Tuesday, November 8, 2011

Neutral on Stocks

Amid the frenzy over the U.S. debt ceiling extension and the financial crisis in Europe some weeks ago, I thought the odds favored a significant rebound in stock prices largely because of widespread pessimism among market participants.  With October's returns being among the highest on record, what is the mood among market participants now, and are stocks still attractive?

Not surprisingly, the sharp rebound in stock prices has lifted the mood of investors, as reflected by various sentiment surveys.  One particular indicator of market sentiment is the VIX Index of option volatility.  Low levels of the VIX indicate complacency among market participants, or even high levels of optimism.  This condition does not, however, mean that a sharp market decline in imminent.  Stock prices often have remained at high levels or risen even further when this condition has existed.
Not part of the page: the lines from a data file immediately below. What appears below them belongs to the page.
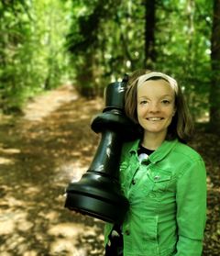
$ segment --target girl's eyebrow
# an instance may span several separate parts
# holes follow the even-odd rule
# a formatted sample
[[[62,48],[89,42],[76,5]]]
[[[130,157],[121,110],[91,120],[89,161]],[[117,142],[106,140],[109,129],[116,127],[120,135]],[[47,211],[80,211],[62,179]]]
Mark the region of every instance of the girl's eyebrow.
[[[172,95],[164,95],[160,96],[160,98],[163,98],[163,97],[167,97],[167,96],[171,97],[171,98],[173,97]],[[139,98],[148,98],[148,95],[139,96]]]

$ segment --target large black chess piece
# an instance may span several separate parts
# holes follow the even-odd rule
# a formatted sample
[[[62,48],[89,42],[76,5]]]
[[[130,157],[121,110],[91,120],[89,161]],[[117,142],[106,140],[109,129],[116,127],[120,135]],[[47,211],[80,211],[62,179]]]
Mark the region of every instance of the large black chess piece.
[[[127,76],[104,91],[105,107],[92,122],[102,138],[89,170],[66,190],[65,207],[99,219],[120,223],[128,208],[118,182],[122,144],[134,137],[134,124],[124,112]]]

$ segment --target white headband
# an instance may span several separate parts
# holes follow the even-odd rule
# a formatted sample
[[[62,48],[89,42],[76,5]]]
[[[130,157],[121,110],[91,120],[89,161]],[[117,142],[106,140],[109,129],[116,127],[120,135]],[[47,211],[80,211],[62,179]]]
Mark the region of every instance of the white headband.
[[[155,76],[159,76],[159,77],[161,77],[161,78],[164,78],[165,80],[167,80],[168,83],[171,85],[172,89],[177,93],[178,85],[177,85],[176,80],[163,72],[151,72],[149,73],[141,75],[138,80],[138,87],[140,84],[142,84],[144,82],[146,82],[148,79],[149,79],[151,77],[155,77]]]

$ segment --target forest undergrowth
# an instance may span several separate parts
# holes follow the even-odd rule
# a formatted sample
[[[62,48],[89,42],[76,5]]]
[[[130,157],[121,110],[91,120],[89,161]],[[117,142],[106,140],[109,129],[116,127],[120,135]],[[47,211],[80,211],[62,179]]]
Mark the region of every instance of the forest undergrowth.
[[[32,99],[23,116],[0,117],[0,254],[101,256],[104,223],[64,208],[65,188],[88,169],[103,99],[62,86]],[[191,146],[207,168],[204,256],[220,251],[220,137],[200,125]]]

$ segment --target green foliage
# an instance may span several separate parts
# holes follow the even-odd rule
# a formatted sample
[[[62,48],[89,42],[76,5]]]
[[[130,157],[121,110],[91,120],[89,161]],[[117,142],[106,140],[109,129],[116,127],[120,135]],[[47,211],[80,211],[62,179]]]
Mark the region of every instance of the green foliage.
[[[144,67],[144,3],[72,0],[67,39],[80,91],[83,86],[102,90],[109,81]],[[156,2],[153,69],[179,81],[197,118],[208,111],[212,15],[212,1]]]
[[[3,111],[19,110],[28,97],[60,84],[68,67],[63,47],[68,29],[67,4],[52,0],[1,2]]]

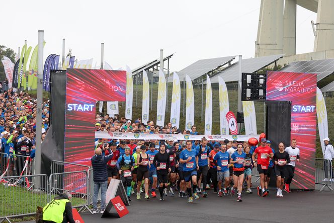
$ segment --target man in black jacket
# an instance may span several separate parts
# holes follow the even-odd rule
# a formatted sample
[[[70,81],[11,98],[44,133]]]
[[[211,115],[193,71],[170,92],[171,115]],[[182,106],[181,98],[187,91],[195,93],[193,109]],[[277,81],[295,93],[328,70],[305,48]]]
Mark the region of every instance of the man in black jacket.
[[[109,152],[108,156],[102,155],[102,150]],[[113,152],[109,148],[109,144],[103,144],[102,149],[98,147],[95,150],[95,155],[92,158],[93,181],[94,182],[94,193],[93,197],[93,212],[98,212],[98,194],[100,188],[101,189],[101,213],[106,208],[106,192],[108,188],[108,172],[107,163],[113,157]]]

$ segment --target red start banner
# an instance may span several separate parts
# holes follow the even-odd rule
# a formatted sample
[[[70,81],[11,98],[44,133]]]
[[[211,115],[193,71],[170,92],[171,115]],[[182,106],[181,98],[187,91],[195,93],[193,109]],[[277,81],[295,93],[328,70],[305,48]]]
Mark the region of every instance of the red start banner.
[[[117,196],[111,199],[110,201],[115,207],[115,209],[116,209],[116,211],[117,211],[118,216],[120,217],[122,217],[129,213],[129,211],[125,207],[125,205],[124,205],[124,203],[122,201],[122,199],[121,199],[121,197],[119,196]]]

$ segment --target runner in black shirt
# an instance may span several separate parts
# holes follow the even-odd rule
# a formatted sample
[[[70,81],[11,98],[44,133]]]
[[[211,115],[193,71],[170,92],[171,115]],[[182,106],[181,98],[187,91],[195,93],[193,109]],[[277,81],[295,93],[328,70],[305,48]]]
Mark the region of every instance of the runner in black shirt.
[[[279,151],[278,153],[274,154],[273,159],[275,161],[275,172],[277,177],[276,179],[276,186],[277,188],[277,197],[282,197],[282,190],[283,189],[283,184],[284,183],[284,178],[286,176],[286,164],[290,162],[290,156],[289,154],[284,151],[284,144],[280,142],[278,144]]]
[[[163,200],[163,189],[168,185],[168,173],[171,172],[170,155],[165,153],[165,150],[164,144],[160,145],[159,152],[155,155],[153,160],[159,182],[160,200]]]

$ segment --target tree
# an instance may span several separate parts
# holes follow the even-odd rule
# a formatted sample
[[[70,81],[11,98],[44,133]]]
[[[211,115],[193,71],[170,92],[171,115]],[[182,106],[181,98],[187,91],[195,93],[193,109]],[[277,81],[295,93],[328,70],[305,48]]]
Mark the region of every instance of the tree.
[[[4,59],[4,56],[7,56],[11,59],[12,62],[15,62],[15,56],[16,53],[10,48],[6,47],[5,46],[0,45],[0,60]],[[4,64],[0,62],[0,81],[4,81],[6,80],[6,75],[5,73]]]

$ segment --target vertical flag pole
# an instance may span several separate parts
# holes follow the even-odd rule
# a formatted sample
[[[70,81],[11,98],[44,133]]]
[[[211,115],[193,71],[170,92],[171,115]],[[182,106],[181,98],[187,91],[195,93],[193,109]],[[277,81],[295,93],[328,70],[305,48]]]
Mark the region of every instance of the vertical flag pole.
[[[42,155],[42,109],[43,104],[43,51],[44,30],[38,30],[38,68],[37,69],[37,114],[36,117],[36,158],[35,174],[41,174],[41,160]],[[39,178],[37,178],[39,179]],[[40,182],[37,180],[35,186],[37,189],[40,187]]]
[[[104,43],[101,43],[101,65],[100,66],[100,69],[103,69],[103,56],[104,54]]]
The converse has a much better predictive record.  When the VIX Index is at high levels, it indicates high levels of fear, and such periods tend to be followed by a sharp rebound in stock prices.  Specifically, when the VIX is above 28.5, the annualized return on stocks has been 39% on the S & P 500 going back to 1996.  August was a good example, as the VIX was above 40.  A sharp rebound in stock prices followed.   When the VIX is below 28.5, the return on the S & P has been negative (excluding dividends).  Today the VIX is at 29, right on the cusp.

For this and other reasons, I am neutral on stocks at current levels and recommend holding significant cash (outright or in high-yield bonds) in order to have ample resources for the next significant decline in stock prices.